Cross-validation approach

I split the training set into K=10 folds for cross validation.

Because of bracket pricing, the training set can have multiple rows for the same tube_assembly_id. However, the tube_assembly_ids in the training set and the test set are disjoint. To preserve this in my K-fold split, I split the unique tube_assembly_ids into K folds, instead of splitting the rows into K folds.

I also noticed that the histogram of the supplier column in the test set closely matched the histogram of the same column in the training set. To preserve this in my K-fold split, I stratified by supplier.
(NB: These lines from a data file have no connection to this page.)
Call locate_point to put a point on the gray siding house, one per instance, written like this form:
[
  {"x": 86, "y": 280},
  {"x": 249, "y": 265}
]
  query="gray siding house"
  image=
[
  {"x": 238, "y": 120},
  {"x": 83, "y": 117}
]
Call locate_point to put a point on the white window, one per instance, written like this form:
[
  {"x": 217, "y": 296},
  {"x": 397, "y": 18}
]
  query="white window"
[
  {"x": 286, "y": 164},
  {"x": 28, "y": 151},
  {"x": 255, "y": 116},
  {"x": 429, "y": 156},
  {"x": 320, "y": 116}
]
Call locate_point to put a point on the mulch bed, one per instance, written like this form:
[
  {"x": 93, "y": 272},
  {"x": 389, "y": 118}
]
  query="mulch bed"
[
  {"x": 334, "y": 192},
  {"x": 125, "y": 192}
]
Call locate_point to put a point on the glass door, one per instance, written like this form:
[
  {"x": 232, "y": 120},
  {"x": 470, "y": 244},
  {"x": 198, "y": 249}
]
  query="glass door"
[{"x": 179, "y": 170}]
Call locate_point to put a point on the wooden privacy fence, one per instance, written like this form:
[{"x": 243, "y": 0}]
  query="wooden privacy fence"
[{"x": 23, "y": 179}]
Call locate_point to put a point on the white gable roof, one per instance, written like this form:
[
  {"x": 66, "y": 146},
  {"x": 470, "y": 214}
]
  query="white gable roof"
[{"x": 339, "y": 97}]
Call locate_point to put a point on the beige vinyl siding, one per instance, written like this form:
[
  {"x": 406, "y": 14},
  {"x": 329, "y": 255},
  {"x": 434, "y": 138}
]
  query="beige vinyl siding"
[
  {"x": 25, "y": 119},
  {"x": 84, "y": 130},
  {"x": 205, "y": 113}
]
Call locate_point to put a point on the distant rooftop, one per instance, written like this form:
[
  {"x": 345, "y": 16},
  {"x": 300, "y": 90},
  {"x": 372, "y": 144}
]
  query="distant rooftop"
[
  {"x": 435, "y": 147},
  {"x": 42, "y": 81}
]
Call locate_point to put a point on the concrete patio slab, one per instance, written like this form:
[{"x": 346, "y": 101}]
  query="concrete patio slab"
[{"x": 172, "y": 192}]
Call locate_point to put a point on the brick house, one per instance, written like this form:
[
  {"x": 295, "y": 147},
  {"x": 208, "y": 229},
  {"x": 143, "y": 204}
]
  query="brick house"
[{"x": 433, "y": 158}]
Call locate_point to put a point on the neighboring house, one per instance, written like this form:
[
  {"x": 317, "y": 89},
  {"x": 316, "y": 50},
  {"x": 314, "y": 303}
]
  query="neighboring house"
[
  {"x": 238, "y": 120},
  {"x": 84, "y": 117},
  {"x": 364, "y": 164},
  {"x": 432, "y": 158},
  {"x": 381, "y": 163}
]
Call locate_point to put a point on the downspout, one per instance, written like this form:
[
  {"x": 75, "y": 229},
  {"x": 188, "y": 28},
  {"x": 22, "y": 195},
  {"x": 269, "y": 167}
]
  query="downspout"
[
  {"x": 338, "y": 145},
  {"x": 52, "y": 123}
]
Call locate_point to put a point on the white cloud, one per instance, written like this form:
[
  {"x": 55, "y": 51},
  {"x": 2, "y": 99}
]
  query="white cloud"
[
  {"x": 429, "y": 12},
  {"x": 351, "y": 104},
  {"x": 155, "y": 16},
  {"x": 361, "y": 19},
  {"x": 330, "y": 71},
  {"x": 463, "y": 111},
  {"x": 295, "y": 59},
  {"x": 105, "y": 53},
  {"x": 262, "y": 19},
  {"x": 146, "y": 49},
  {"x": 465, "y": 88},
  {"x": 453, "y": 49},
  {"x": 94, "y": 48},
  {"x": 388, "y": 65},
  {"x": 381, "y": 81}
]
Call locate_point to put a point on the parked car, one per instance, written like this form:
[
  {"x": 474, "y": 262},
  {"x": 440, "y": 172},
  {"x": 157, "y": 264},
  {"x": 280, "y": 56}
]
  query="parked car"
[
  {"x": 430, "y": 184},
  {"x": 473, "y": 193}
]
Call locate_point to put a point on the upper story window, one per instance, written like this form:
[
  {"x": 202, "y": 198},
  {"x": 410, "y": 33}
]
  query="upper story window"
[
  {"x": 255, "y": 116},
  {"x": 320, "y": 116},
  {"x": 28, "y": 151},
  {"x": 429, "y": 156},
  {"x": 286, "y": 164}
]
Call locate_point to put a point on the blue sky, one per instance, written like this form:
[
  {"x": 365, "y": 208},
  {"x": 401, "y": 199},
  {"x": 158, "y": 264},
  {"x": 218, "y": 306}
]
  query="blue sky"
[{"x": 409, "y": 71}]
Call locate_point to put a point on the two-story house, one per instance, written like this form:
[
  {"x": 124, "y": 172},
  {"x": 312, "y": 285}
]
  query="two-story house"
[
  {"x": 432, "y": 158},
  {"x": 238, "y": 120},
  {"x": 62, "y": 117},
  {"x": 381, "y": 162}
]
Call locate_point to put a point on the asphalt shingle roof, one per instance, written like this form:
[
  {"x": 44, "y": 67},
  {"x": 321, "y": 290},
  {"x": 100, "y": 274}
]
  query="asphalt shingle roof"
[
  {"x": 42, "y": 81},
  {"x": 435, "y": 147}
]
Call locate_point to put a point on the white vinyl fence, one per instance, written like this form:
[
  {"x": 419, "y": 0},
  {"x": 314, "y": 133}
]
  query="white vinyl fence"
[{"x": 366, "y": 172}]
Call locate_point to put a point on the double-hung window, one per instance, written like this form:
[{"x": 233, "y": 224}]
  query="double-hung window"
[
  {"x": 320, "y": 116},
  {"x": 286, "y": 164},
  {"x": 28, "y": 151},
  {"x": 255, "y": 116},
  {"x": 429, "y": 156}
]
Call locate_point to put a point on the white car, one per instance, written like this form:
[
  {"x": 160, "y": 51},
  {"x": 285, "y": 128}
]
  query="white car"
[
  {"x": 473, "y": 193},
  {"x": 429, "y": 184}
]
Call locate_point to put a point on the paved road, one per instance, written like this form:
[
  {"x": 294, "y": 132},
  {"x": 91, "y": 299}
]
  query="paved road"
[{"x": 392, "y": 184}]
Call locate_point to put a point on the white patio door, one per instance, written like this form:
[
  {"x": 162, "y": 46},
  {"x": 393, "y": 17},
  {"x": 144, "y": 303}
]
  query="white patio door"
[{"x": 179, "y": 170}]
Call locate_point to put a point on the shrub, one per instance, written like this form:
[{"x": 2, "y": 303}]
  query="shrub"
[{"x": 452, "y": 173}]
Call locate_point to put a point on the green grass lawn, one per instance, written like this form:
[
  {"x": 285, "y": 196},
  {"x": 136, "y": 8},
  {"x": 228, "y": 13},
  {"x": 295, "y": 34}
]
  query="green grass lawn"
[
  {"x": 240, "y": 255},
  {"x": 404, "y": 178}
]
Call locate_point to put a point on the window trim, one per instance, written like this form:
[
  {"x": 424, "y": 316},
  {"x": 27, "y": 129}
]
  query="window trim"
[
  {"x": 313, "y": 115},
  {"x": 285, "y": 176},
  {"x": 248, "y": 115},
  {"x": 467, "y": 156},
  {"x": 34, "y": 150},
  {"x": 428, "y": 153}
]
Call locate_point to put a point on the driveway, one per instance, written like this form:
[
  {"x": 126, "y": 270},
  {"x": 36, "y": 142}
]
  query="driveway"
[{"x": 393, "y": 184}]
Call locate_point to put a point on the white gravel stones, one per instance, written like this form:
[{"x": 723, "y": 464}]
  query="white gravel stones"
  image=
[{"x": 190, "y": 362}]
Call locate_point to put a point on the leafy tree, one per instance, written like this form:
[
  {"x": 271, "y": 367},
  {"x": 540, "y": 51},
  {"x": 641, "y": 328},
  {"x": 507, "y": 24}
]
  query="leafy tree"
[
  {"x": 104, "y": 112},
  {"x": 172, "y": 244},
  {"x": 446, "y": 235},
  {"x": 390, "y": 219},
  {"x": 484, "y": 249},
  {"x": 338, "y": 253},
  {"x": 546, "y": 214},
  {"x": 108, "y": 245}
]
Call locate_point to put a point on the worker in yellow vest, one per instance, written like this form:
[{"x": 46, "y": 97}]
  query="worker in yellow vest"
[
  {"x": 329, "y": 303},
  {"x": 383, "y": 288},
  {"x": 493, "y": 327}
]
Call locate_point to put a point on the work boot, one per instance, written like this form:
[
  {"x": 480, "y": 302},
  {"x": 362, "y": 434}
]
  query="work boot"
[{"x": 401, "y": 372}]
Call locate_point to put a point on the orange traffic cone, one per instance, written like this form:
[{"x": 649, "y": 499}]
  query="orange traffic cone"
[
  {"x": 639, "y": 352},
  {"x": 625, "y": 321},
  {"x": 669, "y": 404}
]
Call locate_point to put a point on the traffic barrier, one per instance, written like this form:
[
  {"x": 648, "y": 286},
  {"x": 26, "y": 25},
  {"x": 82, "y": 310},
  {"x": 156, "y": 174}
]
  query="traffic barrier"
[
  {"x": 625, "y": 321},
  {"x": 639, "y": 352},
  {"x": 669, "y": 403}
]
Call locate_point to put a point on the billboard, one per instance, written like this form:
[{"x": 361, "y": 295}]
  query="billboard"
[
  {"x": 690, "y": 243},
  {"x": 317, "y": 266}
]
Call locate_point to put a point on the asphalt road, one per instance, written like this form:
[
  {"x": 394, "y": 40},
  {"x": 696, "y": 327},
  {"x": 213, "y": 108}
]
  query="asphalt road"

The code for all this can be found in the add_dev_fold_column function in soln/dataset.py.

It paid off to do the split very carefully this way, because my cross-validation procedure gave me a good estimate of generalization error. My mean cross-validation RMSLE was 0.213 (stdev 0.017), which was very close to the final score of 0.212. In contrast, my public leaderboard score was 0.219, which was less informative. People who optimized for the public leaderboard score might have been overfitting, because my solution jumped 19 spots higher on the private leaderboard (#50 on public vs. #31 on private).

Feature engineering

The dataset came as a set of relational tables, with interesting opportunities for feature engineering. I picked all the obvious columns from train_set.csv and tube.csv, and used one-hot encoding for the categorical features. (I dropped any feature that had a support of less than min_seen_count=10 rows.)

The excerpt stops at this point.